If Ishh becomes subject to any U.S. state privacy law, we will provide the required notices, rights, and request methods. Until then, U.S. visitors may still contact us with privacy questions or requests, and we will respond reasonably and in accordance with applicable law.

For U.S. commercial emails, if and when we market to U.S. recipients, we will comply with applicable U.S. email marketing requirements, including providing a clear opt-out mechanism for commercial emails.

 

 

15. International Visitors

Ishh currently operates for the Canadian market, excluding Quebec. Our website may be accessible from other countries, but we do not currently target sales to customers outside Canada.

If you access our website from outside Canada, you understand that your information may be collected, used, processed, and stored in Canada and other jurisdictions where our service providers operate. Those jurisdictions may have privacy laws that differ from the laws in your location.

If we actively expand into other jurisdictions, we will review and update our privacy practices and this Privacy Policy as required.

 

 

16. Third-Party Websites and Social Media

Our website may contain links to third-party websites, apps, payment pages, shipping portals, social media platforms, or other services that we do not own or control. This Privacy Policy does not apply to third-party websites or services.

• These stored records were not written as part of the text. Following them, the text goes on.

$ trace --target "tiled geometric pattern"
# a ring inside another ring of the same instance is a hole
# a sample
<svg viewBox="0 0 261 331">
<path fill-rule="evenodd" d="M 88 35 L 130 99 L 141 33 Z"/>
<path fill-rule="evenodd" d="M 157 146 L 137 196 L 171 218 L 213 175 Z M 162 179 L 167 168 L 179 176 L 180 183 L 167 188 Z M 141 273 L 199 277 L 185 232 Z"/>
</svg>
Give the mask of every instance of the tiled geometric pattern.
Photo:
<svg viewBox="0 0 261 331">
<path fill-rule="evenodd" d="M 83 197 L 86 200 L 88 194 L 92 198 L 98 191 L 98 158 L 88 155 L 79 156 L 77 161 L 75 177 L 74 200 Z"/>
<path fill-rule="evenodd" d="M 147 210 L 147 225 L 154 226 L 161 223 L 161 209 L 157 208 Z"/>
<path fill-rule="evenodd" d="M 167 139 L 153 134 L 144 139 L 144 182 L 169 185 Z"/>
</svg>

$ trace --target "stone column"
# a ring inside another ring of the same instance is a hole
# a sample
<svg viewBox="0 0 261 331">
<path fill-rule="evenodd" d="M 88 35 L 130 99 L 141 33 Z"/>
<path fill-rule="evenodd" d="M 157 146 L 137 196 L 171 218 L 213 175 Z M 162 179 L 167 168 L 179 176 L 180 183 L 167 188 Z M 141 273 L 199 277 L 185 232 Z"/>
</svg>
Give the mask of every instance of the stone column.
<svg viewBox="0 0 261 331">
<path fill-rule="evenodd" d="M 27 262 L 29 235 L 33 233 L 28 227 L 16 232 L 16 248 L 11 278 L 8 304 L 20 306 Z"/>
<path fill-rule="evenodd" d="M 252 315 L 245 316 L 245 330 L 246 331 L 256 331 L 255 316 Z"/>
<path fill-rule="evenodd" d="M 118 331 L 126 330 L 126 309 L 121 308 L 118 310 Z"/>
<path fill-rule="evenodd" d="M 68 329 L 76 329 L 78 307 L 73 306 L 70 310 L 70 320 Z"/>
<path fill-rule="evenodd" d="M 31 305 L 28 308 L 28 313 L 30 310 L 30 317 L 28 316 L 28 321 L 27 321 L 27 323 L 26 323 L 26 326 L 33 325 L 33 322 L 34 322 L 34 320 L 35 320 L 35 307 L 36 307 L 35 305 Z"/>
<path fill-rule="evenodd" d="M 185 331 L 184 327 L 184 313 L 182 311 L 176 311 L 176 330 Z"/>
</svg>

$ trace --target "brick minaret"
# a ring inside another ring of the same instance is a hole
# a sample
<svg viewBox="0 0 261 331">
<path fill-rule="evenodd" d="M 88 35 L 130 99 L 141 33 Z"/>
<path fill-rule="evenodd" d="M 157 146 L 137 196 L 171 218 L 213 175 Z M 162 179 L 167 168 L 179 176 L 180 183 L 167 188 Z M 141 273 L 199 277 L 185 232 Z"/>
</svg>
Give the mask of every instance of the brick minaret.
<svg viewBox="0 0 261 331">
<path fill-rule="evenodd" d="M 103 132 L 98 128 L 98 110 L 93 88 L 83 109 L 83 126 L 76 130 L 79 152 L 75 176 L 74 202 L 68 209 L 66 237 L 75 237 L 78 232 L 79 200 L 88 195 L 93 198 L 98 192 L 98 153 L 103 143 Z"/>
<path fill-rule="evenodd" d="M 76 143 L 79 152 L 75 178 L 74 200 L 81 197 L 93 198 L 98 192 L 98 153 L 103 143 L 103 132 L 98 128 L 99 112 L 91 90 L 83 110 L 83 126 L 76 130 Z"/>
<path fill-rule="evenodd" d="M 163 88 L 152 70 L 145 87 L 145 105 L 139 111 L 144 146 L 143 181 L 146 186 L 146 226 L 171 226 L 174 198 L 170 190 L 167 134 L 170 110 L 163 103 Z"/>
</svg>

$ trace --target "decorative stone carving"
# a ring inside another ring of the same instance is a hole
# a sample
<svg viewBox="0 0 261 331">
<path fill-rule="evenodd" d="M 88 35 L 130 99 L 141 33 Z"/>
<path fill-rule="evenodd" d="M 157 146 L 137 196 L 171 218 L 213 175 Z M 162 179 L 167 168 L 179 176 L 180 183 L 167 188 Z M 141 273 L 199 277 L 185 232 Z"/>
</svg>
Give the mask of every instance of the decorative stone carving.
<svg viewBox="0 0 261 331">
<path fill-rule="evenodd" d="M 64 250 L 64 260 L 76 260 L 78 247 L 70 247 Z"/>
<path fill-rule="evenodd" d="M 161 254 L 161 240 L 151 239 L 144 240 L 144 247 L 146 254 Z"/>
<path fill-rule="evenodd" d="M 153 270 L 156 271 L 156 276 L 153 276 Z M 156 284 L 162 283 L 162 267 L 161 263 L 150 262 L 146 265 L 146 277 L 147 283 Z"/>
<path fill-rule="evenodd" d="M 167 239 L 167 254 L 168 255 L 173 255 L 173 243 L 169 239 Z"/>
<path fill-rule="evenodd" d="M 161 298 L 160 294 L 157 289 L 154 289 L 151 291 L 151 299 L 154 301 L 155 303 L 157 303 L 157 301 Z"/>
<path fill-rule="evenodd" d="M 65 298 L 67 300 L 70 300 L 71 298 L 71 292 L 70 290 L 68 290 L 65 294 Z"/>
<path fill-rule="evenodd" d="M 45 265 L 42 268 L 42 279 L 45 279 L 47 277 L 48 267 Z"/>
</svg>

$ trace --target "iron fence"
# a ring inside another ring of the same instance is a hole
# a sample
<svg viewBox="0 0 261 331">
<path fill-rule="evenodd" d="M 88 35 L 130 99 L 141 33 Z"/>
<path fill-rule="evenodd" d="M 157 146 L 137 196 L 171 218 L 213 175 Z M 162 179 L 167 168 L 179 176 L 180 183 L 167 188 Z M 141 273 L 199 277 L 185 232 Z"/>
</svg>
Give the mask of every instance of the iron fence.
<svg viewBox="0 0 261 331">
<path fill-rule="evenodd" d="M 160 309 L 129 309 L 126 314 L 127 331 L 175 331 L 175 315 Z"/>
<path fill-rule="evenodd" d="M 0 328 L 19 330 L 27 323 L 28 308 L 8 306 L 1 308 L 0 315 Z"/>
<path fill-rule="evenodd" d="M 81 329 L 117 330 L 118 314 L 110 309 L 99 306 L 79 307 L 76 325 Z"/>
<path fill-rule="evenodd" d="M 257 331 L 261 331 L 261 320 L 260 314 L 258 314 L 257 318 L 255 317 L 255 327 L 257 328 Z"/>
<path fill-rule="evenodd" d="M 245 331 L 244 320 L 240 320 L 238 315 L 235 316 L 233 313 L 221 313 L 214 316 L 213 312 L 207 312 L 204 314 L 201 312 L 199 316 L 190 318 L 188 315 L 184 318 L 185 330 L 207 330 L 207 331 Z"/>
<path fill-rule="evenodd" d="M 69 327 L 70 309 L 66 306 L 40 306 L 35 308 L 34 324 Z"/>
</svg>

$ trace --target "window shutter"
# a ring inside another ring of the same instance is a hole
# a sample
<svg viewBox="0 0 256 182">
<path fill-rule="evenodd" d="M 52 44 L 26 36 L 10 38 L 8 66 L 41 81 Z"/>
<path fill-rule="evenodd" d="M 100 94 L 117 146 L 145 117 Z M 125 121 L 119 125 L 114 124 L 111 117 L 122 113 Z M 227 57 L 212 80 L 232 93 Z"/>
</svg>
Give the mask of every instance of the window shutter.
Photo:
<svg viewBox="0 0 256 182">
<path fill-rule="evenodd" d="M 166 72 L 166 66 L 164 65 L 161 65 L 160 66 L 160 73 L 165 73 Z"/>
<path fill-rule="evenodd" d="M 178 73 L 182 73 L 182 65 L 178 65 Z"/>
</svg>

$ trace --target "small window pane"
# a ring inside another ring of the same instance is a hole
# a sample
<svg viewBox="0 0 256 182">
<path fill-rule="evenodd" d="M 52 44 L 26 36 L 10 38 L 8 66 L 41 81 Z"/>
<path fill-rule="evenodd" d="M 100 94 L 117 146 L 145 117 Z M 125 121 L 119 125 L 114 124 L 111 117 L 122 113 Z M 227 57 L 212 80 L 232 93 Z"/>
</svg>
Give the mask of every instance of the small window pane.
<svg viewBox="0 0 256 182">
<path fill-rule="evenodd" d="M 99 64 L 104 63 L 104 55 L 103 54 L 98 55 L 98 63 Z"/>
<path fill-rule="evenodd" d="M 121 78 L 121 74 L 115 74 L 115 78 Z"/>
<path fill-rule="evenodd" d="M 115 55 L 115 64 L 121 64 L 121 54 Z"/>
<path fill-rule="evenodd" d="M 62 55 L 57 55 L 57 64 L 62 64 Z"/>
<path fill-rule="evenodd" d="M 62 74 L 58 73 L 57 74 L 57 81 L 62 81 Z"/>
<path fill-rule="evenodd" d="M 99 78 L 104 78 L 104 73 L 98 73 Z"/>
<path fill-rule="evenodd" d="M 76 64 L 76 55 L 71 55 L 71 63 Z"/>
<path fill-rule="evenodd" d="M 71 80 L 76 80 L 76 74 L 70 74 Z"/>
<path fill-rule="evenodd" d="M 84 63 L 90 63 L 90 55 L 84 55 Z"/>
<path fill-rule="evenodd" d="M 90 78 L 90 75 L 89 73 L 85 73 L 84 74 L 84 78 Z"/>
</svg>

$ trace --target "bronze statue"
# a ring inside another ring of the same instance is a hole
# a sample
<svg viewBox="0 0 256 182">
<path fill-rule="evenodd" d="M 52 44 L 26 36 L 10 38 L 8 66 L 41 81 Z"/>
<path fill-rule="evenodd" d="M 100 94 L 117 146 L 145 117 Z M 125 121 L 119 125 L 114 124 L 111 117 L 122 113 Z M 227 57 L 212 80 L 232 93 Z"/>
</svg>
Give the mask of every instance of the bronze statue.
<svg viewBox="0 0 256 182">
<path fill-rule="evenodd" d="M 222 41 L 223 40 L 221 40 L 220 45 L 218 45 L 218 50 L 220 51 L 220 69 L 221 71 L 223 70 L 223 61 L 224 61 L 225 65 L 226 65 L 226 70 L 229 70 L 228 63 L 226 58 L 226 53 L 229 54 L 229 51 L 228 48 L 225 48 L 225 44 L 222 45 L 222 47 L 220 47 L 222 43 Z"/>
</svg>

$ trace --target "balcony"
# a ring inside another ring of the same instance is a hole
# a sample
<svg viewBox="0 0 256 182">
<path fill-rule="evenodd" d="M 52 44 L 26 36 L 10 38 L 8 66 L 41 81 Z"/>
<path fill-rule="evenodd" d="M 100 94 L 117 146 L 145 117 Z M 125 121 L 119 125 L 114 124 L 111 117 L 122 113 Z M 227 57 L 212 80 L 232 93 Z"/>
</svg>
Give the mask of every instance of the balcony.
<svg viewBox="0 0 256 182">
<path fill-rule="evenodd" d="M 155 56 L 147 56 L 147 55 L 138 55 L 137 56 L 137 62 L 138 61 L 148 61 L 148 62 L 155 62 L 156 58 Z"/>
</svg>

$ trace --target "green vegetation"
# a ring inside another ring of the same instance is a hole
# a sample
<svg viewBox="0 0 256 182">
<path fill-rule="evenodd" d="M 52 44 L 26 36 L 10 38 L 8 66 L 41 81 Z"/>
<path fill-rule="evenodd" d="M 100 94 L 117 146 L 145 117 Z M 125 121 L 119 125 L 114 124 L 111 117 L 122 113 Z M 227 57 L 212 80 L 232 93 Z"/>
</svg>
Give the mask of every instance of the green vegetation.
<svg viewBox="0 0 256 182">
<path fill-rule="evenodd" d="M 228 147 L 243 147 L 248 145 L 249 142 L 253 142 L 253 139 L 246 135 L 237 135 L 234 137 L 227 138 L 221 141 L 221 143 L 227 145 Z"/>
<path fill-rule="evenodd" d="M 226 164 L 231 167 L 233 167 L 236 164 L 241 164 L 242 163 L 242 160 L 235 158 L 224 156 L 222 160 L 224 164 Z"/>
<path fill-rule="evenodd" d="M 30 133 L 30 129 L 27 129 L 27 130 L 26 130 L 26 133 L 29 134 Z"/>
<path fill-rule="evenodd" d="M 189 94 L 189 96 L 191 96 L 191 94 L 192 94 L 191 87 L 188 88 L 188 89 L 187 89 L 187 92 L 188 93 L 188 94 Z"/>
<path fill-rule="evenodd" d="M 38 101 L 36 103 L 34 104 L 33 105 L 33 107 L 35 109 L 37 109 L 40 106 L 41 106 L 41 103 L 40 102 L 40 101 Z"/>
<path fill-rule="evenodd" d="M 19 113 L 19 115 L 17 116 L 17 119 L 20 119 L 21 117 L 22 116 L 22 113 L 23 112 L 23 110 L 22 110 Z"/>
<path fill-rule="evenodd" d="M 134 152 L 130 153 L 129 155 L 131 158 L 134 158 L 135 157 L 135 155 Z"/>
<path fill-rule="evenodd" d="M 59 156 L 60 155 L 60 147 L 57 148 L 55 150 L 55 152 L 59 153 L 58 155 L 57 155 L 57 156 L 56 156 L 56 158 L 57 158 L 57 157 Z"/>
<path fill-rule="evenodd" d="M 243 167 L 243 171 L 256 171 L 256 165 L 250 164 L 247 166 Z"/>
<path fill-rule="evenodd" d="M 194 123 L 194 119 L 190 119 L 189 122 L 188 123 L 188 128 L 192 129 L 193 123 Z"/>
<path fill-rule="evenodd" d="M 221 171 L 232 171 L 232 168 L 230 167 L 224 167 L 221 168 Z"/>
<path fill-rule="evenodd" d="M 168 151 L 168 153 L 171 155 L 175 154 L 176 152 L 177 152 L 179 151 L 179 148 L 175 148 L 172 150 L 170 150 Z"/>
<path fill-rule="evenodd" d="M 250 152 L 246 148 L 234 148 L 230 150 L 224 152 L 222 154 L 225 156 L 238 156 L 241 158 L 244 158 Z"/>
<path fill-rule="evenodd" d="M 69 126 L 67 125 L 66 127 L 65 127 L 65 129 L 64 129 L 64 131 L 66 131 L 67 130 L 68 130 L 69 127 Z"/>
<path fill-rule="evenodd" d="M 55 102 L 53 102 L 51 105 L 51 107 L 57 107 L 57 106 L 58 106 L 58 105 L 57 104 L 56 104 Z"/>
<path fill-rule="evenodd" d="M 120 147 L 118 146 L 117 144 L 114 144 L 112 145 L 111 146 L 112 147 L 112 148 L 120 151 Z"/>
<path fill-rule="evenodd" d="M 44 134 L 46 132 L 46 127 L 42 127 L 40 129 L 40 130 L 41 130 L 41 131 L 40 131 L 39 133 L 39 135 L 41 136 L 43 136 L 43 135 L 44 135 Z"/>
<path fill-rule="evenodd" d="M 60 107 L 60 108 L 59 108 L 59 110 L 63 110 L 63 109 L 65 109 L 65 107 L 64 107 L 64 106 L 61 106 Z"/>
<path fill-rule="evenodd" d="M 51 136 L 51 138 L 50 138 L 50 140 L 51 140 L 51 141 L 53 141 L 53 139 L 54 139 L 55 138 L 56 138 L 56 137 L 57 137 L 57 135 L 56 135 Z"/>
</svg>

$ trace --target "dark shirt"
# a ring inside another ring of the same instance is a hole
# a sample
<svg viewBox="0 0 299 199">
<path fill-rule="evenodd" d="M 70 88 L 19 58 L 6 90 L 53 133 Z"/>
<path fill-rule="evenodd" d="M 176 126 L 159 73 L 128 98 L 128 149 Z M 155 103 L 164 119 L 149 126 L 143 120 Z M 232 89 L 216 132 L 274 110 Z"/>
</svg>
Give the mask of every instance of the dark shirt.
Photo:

If you interact with Ishh on social media, the relevant social media platform may collect and process your information according to its own privacy policy. We encourage you to review the privacy policies and settings of any third-party services you use.

 

 

17. Reviews, Photos, and Public Content

If you submit a product review, photo, testimonial, comment, social media tag, or other content to Ishh, that content may be visible to other customers or the public, depending on the feature and your settings.

Do not submit personal information or content that you do not want to be public. We may moderate, remove, or reuse submitted content in accordance with our Terms of Service, applicable law, and any permissions you provide.

 

 

18. Automated Decision-Making

Ishh does not intend to make decisions about customers based exclusively on automated processing that produce legal or similarly significant effects.

We may use automated tools for ordinary ecommerce operations, such as fraud screening, payment authorization, abandoned cart reminders, product recommendations, website personalization, advertising audiences, and analytics. These tools support business operations but do not replace customer service review where a meaningful issue is raised.

If we introduce automated decision-making that triggers specific legal notice obligations, we will update this Privacy Policy and provide required information.

 

 

19. Changes to This Privacy Policy

We may update this Privacy Policy from time to time to reflect changes in our business, website, service providers, legal requirements, or privacy practices.

The updated version will be posted on our website with a revised “Last Updated” date. If we make material changes, we may provide additional notice where required, such as by email, website notice, checkout notice, or consent request.

Your continued use of our website after an updated Privacy Policy is posted means you acknowledge the updated Privacy Policy, subject to any consent requirements under applicable law.

 

 

20. Contact Us

If you have questions, concerns, complaints, or requests about this Privacy Policy or Ishh’s privacy practices, contact our Privacy Officer:

Privacy Officer: Ishh Privacy Officer
Business Legal Name: Ishh
Operating Name: Ishh
Mailing Address: 5 Mabelle Avenue, Apartment 234, Etobicoke, Ontario, M9A 0C8, Canada
Email: shopishh31@gmail.com
Customer Support Email: shopishh31@gmail.com

We may ask for information to verify your identity before responding to privacy requests. If you are not satisfied with our response, you may have the right to contact the Office of the Privacy Commissioner of Canada or the applicable provincial privacy regulator.